The prospect of reviewing a manuscript so many times is enough to make a writer sweat. Even printing your 400-pages opus magnum a dozen times may be daunting. All that good paper wasted… What about the trees?
But there’s no escape. If you want high quality writing you need to put in high quality effort. A roadmap on what to look for when you edit your book can be helpful.
Here are some tips adapted from Marion Roach’s The Memoir Project. These tips apply to any kind of book, as well as to shorter pieces and blog posts.
- Print your draft and write on the margin of every paragraph what’s about and what it does. (If it’s a book, you can do this for every page or every section.) Is it repetitive? Does it go in a different direction that detracts from the main story? Hack it. You can save it in a different document, in case it’s useful for a later piece.
- Print the manuscript again. Search all sentences starting by “I” and rewrite at least two-thirds of them, to begin with an action. (If your story is in the third person, the same tip applies.)
- Print again and look at adjective and noun pairings. Are they the best they could be? Edit as needed.
- Now look only at sentence length. Cut unnecessarily long sentences. Is there a more precise way to say the same thing?
- Review again, checking if the piece responds to your original intention, theme or pitch. What did you want to illustrate? Did you meet your obligation?
- Read it out loud. Cut out or edit parts that sound awkward, boring or reveal a dissonant tone or voice.
- Once your manuscript is as good as you can make it, pass it on to one or more trusted editors and review it all over again based on their feedback. The key word here is trusted, as in knowledgeable.

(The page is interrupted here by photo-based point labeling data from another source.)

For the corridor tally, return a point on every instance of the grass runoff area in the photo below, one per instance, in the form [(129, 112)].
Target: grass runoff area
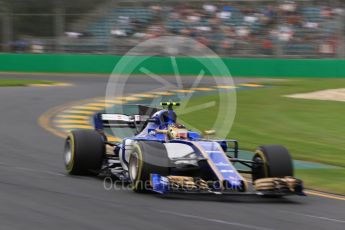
[(23, 82), (312, 130)]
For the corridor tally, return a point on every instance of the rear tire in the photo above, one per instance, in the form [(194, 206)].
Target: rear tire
[(84, 152), (276, 162), (147, 157)]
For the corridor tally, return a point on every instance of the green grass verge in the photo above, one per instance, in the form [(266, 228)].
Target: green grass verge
[(312, 130), (23, 82), (331, 180)]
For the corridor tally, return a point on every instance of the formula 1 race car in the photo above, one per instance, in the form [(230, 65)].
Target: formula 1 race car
[(165, 157)]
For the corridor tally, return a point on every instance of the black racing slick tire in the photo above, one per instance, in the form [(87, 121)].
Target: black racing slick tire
[(147, 157), (84, 152), (272, 161)]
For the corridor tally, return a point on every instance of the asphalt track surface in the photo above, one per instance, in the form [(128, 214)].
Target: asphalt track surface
[(35, 192)]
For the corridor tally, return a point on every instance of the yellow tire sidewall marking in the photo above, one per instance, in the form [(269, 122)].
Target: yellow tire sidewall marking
[(136, 181), (262, 155), (69, 166)]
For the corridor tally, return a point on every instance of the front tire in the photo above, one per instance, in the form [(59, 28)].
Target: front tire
[(272, 161), (84, 152)]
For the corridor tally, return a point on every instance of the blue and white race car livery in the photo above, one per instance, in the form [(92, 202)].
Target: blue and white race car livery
[(163, 156)]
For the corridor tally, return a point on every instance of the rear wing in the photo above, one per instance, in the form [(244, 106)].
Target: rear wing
[(114, 120)]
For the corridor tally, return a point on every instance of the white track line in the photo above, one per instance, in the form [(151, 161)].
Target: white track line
[(213, 220)]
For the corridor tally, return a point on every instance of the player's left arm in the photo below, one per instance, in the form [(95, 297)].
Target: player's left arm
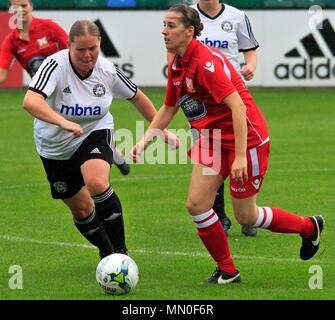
[(239, 170), (249, 68), (247, 44), (60, 36), (148, 111)]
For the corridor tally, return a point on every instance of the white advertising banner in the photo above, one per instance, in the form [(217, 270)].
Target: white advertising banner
[(297, 47)]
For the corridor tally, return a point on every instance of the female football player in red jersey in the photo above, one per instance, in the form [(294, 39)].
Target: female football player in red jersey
[(233, 142), (229, 30), (31, 42)]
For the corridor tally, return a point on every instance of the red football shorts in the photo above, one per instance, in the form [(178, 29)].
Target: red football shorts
[(212, 155)]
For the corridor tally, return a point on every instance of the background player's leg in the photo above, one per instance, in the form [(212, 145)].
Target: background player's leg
[(218, 207), (121, 162)]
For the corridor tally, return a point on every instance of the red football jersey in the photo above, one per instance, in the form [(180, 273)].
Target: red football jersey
[(45, 38), (198, 83)]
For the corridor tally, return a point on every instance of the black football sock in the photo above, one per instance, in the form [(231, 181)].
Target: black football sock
[(109, 211), (218, 205), (92, 229)]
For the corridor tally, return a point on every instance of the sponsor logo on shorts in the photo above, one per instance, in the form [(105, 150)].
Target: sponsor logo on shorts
[(60, 186)]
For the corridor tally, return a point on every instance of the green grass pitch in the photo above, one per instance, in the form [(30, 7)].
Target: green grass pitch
[(37, 233)]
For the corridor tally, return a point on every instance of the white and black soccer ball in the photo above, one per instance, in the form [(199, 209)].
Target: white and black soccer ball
[(117, 274)]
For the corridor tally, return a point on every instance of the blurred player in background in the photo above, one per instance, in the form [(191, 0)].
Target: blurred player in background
[(30, 43), (211, 93), (70, 97), (228, 30)]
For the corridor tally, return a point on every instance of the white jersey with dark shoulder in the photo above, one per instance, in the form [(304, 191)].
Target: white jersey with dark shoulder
[(85, 101), (229, 31)]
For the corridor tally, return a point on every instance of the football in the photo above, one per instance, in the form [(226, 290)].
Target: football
[(117, 274)]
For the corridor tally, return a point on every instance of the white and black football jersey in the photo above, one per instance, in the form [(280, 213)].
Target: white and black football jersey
[(85, 101), (229, 31)]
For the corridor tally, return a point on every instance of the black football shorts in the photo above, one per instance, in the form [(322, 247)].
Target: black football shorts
[(65, 177)]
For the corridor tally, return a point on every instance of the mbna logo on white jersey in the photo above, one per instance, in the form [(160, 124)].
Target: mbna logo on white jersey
[(316, 64), (80, 111), (99, 90)]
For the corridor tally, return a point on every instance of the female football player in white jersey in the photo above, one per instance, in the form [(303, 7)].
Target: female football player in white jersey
[(228, 30), (70, 97)]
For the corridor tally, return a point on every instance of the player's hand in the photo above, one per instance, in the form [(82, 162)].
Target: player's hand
[(73, 127), (248, 72), (239, 170), (171, 139)]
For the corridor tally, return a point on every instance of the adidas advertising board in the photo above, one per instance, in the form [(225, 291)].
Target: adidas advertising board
[(293, 51)]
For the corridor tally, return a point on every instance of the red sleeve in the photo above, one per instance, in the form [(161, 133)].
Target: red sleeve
[(170, 97), (6, 53), (213, 77), (60, 36)]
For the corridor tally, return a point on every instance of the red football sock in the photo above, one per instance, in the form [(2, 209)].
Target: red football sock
[(279, 220), (212, 234)]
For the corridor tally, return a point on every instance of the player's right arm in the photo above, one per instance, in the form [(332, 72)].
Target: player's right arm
[(36, 105), (3, 75), (6, 59)]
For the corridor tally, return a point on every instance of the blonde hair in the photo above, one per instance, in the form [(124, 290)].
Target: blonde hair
[(83, 28)]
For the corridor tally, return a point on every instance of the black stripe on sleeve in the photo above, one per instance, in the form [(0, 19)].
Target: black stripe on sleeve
[(41, 74), (249, 49), (48, 77), (39, 92), (251, 35), (132, 86), (45, 75)]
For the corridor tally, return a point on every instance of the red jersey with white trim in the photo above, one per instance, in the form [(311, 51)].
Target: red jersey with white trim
[(199, 81), (45, 38)]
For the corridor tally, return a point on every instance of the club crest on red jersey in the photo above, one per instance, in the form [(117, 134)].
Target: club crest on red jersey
[(189, 85), (43, 42)]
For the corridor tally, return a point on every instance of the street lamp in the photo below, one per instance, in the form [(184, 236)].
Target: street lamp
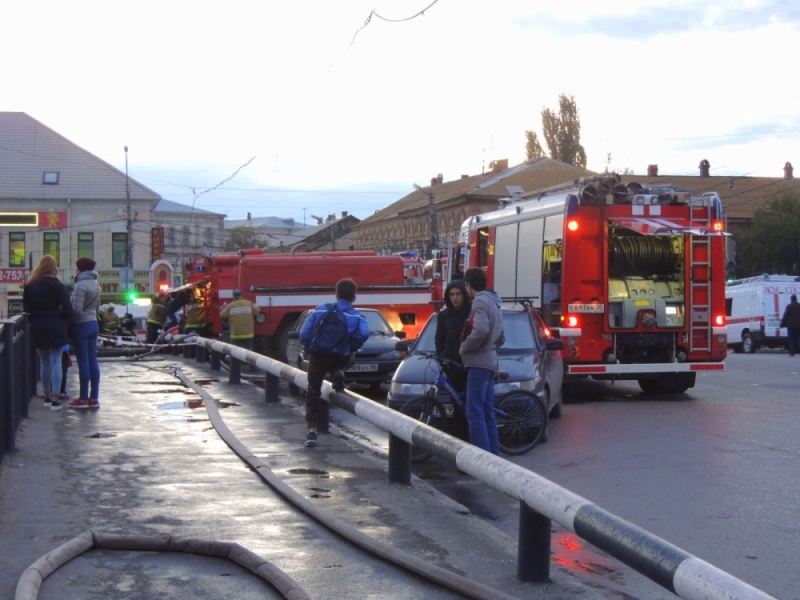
[(434, 223)]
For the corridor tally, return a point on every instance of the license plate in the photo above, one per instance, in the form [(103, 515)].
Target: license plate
[(362, 368), (591, 308)]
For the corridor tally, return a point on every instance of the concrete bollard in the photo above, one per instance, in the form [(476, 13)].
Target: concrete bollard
[(399, 461), (271, 389), (235, 375), (533, 553)]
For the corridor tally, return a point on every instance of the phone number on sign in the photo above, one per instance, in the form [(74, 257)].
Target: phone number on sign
[(13, 275)]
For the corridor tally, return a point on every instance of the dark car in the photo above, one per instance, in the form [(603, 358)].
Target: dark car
[(524, 356), (377, 359)]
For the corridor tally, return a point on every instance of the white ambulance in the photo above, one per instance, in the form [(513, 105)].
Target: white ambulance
[(754, 307)]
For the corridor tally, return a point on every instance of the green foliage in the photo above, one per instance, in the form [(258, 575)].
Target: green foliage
[(244, 237), (772, 244), (562, 133), (533, 149)]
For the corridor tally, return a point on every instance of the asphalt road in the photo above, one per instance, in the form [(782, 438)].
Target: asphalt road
[(714, 471)]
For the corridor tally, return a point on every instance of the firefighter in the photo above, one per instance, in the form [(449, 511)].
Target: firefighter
[(240, 315), (156, 317), (110, 321)]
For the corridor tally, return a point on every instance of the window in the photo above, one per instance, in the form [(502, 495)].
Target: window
[(16, 249), (119, 249), (50, 245), (86, 245)]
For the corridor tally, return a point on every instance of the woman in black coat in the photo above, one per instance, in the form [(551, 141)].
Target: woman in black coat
[(45, 299)]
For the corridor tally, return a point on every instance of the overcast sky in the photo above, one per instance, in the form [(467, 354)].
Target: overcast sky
[(343, 116)]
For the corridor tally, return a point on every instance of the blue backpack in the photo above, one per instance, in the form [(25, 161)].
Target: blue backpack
[(330, 334)]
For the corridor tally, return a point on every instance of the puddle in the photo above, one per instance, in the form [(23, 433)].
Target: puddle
[(309, 472)]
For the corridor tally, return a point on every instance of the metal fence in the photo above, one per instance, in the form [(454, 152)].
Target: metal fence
[(541, 500), (17, 378)]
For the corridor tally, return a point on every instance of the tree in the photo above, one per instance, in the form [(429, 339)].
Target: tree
[(244, 237), (533, 149), (772, 244), (562, 133)]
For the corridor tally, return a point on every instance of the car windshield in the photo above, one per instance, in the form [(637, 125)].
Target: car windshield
[(516, 325), (376, 323)]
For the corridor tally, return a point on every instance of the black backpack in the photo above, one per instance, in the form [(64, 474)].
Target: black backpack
[(330, 334)]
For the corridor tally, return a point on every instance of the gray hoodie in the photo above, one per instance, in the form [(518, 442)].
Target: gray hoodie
[(485, 336), (85, 297)]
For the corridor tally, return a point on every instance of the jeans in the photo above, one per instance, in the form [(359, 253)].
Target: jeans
[(50, 370), (480, 410), (318, 366), (794, 340), (84, 340)]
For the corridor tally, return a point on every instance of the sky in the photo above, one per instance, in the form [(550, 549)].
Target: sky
[(318, 107)]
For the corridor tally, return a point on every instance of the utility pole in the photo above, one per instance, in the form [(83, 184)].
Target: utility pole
[(434, 226), (129, 229)]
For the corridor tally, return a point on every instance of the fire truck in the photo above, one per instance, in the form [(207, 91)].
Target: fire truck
[(284, 285), (631, 277)]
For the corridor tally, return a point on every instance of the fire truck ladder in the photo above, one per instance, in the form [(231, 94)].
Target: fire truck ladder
[(700, 294)]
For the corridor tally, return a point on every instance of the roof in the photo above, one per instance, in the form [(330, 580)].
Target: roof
[(531, 175), (263, 222), (741, 196), (28, 149), (168, 206)]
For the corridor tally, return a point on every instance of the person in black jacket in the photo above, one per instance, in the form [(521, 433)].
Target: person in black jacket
[(449, 325), (791, 320), (45, 299)]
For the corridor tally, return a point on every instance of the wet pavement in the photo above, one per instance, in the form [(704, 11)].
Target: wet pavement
[(149, 462)]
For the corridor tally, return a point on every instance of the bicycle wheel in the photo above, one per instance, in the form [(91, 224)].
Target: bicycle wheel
[(430, 411), (521, 421)]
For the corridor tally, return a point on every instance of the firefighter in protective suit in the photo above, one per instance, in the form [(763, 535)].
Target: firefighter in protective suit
[(240, 315)]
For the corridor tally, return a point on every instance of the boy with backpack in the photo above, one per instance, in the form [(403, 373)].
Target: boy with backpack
[(331, 336)]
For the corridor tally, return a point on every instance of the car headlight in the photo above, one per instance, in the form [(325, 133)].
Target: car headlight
[(503, 387), (407, 389)]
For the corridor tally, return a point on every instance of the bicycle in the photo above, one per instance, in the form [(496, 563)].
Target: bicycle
[(521, 415)]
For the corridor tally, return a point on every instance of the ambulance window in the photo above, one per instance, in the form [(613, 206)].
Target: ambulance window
[(483, 247)]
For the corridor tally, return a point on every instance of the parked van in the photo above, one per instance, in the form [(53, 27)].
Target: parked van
[(754, 307)]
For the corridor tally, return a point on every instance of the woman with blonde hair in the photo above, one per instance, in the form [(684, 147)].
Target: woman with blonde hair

You can change some steps to others that work better for you. The point is that it helps to focus on different aspects of the story every time you review it. Start with the general (theme, plot) and narrow down to the details.
And if you still feel bad about the trees, fret no more: one dollar donation is all it takes to plant a new one thanks to the non-profit One Tree Planted.
So print away. Your work will improve and the world will breath better.